Premio Nobel de Química 2014

Los galardonados de este año son Eric Betzig (Instituto Médico Howard Hughes), Stefan W. Hell (Instituto Max Planck de Química Biofísica) y William E. Moerner (Universidad Stanford) por su contribución al desarrollo de la microscopía de fluorescencia de superresolución.

El premio Nobel de química de este año gira en torno a cómo el microscopio óptico se convirtió en un nanoscopio, premiando dos técnicas similares pero diferentes que han sido capaces de superar el límite de Abbe.

Descrito por primera vez en 1873, el límite de Abbe dice que un microscopio no puede distinguir objetos más pequeños que aproximadamente la mitad de la longitud de onda de la luz usada, que es unos 200 nanómetros para la luz visible. Sin embargo, los mejores microscopios que ahora utilizan los métodos que han ganado el premio Nobel tienen una resolución por debajo de 10 nm.

Hell desarrolló en el año 2000 la microscopía STED (Stimulated Emission Depletion o de reducción por emisión estimulada), que usa dos láseres concéntricos para obtener la imagen de una célula. El láser central excita moléculas fluorescentes de la muestra, mientras que el láser exterior elimina cualquier otra fluorescencia. El detector barre continuamente la muestra, registrando el brillo fluorescente y creando así una imagen con una resolución mayor de 200 nm.

Imagen que muestra el aumento de resolución entre la microscopía óptica y la STED. [Foto original de Fabian Göttfert, Christian Wurm [CC BY-SA 3.0 (http://creativecommons.org/licenses/by-sa/3.0)], via Wikimedia Commons]

Como dice Hell, la microscopía óptica es muy importante para las ciencias de la vida porque el uso de la luz es la única forma que nos permite ver las cosas vivas; sin embargo, la resolución de la microscopía óptica está intrínsecamente limitada. Gracias a estos nuevos métodos, se ha superado ese límite. Se pueden ver detalles a una resolución espacial mucho mayor, y esto permite desvelar el funcionamiento de las células a una escala de nanómetros, que es la escala molecular.

Aunque Betzig y Moerner nunca colaboraron directamente, su trabajo contribuyó decisivamente a poner las bases para la microscopía STED.

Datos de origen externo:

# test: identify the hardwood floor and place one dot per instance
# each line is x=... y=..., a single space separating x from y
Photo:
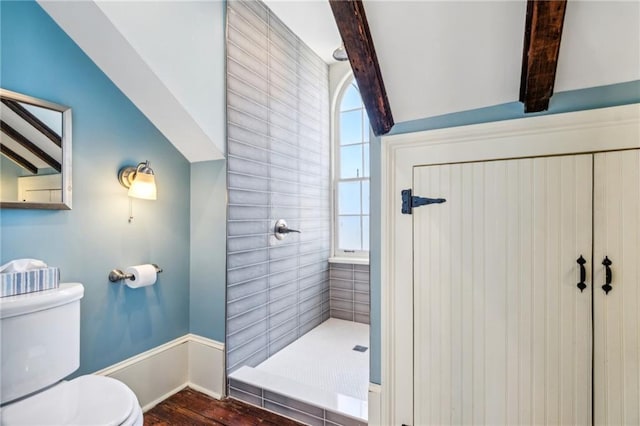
x=189 y=407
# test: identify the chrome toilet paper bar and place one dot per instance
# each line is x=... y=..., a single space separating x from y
x=117 y=274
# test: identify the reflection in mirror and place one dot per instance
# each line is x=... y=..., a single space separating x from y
x=35 y=160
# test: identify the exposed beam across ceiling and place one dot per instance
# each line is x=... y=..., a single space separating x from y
x=18 y=159
x=34 y=121
x=30 y=146
x=354 y=30
x=542 y=34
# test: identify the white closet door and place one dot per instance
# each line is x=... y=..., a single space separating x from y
x=502 y=333
x=616 y=314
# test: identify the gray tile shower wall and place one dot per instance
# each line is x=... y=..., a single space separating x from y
x=278 y=168
x=349 y=292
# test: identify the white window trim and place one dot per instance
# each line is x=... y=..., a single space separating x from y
x=359 y=257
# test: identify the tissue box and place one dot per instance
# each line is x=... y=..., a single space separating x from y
x=12 y=283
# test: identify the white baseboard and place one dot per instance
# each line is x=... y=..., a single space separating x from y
x=206 y=366
x=375 y=405
x=160 y=372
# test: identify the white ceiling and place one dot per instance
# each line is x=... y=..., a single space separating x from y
x=312 y=21
x=166 y=57
x=436 y=57
x=439 y=57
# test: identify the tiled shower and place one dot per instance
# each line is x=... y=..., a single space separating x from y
x=279 y=162
x=278 y=168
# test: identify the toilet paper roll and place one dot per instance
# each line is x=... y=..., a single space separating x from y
x=143 y=275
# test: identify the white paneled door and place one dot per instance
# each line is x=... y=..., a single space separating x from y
x=503 y=334
x=616 y=313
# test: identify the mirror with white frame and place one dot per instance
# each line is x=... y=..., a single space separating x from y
x=35 y=141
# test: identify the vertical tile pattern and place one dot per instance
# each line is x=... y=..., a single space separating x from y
x=278 y=168
x=349 y=292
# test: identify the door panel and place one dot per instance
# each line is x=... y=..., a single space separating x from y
x=502 y=333
x=616 y=316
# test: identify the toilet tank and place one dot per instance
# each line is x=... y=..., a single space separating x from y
x=39 y=339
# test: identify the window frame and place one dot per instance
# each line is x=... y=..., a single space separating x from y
x=340 y=255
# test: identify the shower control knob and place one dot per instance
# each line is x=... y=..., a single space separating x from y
x=281 y=229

Después de que Moerner fuera capaz de detectar una sola molécula fluorescente en 1989, a Betzig se le ocurrió la idea de superponer imágenes de moléculas individuales para crear una imagen completa. El proceso que resumió en un artículo de 1995 describía cómo proyectaba luz de diferentes longitudes de onda sobre una célula para que brillaran distintas moléculas y luego anotaba dónde aparecían los puntos de luz. De este modo, cuando se combinaban todas las imágenes, los puntos formaban un contorno coherente.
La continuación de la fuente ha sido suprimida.